Le 9 juin 2015, le Haut conseil de la famille a organisé une journée de réflexion autour de la question sensible des ruptures familiales, au ministère des Affaires sociales, de la Santé et du Droit des femmes. Le Haut Conseil de la famille est un organisme consultatif français chargé d’éclairer le gouvernement sur les problèmes démographiques et sur leurs conséquences à moyen et long termes dans les domaines de la fécondité, du vieillissement et des mouvements migratoires, ainsi que sur les questions relatives à la famille.
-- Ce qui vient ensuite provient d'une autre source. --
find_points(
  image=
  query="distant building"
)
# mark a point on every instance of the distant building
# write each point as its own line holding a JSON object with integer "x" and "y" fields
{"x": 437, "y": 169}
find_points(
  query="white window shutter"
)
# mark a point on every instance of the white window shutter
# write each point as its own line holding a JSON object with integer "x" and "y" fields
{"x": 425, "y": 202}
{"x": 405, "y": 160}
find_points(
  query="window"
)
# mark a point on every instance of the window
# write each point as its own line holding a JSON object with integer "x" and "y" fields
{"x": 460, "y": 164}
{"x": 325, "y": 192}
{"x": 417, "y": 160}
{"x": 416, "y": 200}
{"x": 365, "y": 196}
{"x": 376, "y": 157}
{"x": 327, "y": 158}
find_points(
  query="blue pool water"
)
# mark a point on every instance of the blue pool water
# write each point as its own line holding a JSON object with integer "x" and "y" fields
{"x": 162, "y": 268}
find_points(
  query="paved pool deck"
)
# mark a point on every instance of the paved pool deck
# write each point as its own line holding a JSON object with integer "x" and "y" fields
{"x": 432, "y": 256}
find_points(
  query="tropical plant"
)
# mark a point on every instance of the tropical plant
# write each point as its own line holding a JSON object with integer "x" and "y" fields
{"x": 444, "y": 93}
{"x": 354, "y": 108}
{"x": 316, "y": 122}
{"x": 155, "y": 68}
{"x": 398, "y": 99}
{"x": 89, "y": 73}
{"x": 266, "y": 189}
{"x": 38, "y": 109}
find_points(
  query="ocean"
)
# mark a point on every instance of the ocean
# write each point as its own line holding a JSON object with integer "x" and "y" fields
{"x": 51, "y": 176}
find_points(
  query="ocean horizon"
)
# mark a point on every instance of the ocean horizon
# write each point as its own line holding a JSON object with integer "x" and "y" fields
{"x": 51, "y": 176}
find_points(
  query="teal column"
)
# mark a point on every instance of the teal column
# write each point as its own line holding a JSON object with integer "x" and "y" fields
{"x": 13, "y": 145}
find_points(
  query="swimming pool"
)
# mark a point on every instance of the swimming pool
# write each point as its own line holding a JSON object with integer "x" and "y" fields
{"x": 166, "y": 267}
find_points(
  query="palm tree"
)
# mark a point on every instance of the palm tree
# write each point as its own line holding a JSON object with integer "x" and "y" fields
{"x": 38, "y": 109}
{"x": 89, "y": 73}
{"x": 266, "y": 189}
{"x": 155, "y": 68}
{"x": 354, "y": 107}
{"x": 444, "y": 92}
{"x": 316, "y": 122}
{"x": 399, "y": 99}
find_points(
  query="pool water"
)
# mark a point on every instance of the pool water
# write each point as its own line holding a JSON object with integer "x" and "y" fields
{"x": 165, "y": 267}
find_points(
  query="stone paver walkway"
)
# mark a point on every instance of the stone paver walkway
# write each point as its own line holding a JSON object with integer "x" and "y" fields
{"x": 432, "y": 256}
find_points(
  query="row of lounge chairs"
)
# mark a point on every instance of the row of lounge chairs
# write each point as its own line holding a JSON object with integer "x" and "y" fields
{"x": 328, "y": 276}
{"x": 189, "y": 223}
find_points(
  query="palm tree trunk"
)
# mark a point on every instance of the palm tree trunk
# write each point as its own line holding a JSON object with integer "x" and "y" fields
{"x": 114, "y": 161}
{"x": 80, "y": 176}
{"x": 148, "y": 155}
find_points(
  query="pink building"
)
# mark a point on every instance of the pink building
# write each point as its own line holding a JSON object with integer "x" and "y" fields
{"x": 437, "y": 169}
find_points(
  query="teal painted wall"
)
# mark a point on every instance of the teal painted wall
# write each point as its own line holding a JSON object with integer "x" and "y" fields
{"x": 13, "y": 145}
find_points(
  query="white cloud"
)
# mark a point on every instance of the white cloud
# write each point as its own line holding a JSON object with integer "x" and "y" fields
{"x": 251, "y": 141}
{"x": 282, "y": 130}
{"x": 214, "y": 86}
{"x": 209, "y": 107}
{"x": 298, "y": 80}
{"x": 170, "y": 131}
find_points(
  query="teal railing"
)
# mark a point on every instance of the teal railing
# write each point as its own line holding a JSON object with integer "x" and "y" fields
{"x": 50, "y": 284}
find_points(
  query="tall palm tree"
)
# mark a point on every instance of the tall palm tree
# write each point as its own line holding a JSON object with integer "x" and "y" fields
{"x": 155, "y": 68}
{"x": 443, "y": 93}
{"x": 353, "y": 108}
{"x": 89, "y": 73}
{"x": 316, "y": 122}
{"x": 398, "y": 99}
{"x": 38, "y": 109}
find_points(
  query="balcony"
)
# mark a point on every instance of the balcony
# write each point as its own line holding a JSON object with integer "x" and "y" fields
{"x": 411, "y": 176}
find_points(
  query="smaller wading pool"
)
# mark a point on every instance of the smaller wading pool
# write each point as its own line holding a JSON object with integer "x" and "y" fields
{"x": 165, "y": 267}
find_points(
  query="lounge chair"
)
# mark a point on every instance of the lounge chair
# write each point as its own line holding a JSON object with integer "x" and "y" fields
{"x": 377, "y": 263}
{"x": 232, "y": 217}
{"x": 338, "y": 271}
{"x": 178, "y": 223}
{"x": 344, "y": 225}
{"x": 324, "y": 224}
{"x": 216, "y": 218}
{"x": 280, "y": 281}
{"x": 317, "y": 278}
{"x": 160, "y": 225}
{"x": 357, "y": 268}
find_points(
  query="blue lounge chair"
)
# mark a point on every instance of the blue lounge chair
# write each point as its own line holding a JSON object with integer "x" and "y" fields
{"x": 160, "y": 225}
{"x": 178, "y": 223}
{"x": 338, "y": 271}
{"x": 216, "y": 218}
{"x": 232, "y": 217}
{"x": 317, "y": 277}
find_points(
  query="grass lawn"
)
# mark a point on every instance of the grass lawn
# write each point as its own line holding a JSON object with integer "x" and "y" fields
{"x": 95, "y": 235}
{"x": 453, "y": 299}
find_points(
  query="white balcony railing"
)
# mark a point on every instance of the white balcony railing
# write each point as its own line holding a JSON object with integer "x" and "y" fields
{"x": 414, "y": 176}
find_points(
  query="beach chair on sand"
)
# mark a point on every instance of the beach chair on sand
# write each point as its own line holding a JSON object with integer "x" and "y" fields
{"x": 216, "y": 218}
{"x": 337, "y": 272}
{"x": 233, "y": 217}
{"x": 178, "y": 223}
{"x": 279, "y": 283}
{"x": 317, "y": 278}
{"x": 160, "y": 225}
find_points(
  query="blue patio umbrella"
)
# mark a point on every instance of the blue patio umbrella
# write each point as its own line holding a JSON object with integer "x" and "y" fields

Cette entité s’est réunie pour se pencher sur la question de la rupture familiale. D’après un rapport établit le 10 avril 2014 ( http://www.hcf-famille.fr/IMG/pdf/2014_04_LES_RUPTURES_FAMILIALES.pdf) par cette dernière, la rupture familiale (séparation, divorce, décès) concerne environ 350 000 couples par an, dont la moitié ayant des enfants à charge.
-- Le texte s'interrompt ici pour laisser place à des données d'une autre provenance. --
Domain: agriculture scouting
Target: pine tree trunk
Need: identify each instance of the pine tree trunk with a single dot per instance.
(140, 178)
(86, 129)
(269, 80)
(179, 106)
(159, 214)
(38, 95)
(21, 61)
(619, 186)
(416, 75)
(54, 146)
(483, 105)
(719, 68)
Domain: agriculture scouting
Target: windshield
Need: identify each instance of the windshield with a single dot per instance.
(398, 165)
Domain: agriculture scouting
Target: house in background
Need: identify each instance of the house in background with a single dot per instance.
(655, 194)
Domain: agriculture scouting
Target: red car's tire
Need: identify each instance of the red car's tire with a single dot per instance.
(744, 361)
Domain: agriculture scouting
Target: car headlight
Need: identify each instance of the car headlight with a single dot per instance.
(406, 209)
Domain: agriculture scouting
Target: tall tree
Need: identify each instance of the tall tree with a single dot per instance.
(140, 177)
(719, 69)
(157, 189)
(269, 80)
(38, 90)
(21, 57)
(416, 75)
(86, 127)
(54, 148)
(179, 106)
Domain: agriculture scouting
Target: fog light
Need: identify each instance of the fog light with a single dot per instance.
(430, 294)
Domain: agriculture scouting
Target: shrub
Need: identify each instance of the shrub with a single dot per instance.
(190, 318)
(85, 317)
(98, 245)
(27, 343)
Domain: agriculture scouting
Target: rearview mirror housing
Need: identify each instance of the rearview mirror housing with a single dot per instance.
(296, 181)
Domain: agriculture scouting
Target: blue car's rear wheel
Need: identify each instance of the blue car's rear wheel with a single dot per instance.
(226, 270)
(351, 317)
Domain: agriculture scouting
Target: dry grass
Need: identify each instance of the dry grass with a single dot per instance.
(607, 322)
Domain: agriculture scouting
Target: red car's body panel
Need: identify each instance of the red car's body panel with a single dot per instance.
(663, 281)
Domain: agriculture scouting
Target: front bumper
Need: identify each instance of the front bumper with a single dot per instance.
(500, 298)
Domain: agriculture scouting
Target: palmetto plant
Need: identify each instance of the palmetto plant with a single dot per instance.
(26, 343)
Le Haut conseil de la famille a expliqué le 9 juin 2015 que le maintien du couple parental, même après une séparation conjugale, est nécessaire dans l’intérêt de l’enfant. Mais l’exercice conjoint de l’autorité parentale après une séparation pose de nombreux problèmes en pratique et les pères en font souvent les frais : la résidence des enfants reste en effet attribuée principalement à la mère dans 7 décisions sur 10. L’éloignement géographique des parents met aussi à mal le bon exercice de la co-éducation de l’enfant.

Cet organisme a de même relevé que les enfants de parents non mariés qui se séparent ne passent généralement pas par le juge aux affaires familiales, alors qu’elles sont désormais plus nombreuses que les cas de divorce. Les parents ne font appel à lui qu’en cas d’impossibilité de parvenir à un accord amiable entre eux sur l’organisation de l’éducation de l’enfant après la séparation. L’intérêt de l’enfant ne peut donc pas être toujours assuré par le regard et l’autorité du juge.

Autre remarque, la séparation emporte généralement un appauvrissement conséquent de l’un des parents ou des deux et nombre d’entre eux vivent ensuite modestement, voire en-dessous du seuil de pauvreté.

Face à ces observations, la Garde des sceaux a rappelé l’importance de l’aspect privé de la séparation et le rôle important du juge en la matière afin que l’équilibre et l’équité entre les parties soient assurés. Christine Taubira a insisté sur le fait que la médiation et la conciliation ne devaient pas être vues comme le moyen de “désengorger les juridictions“. Elle a également préconisé le recours aux barèmes et aux outils d’aide à la décision pour les pensions alimentaires ou prestations compensatoire. Il s’agit en effet d’outils pour unifier et stabiliser la jurisprudence sur tout le territoire.

Le conseil a quant à lui souhaité que l’aide publique soit renforcée pour les parents appauvris par une rupture familiale.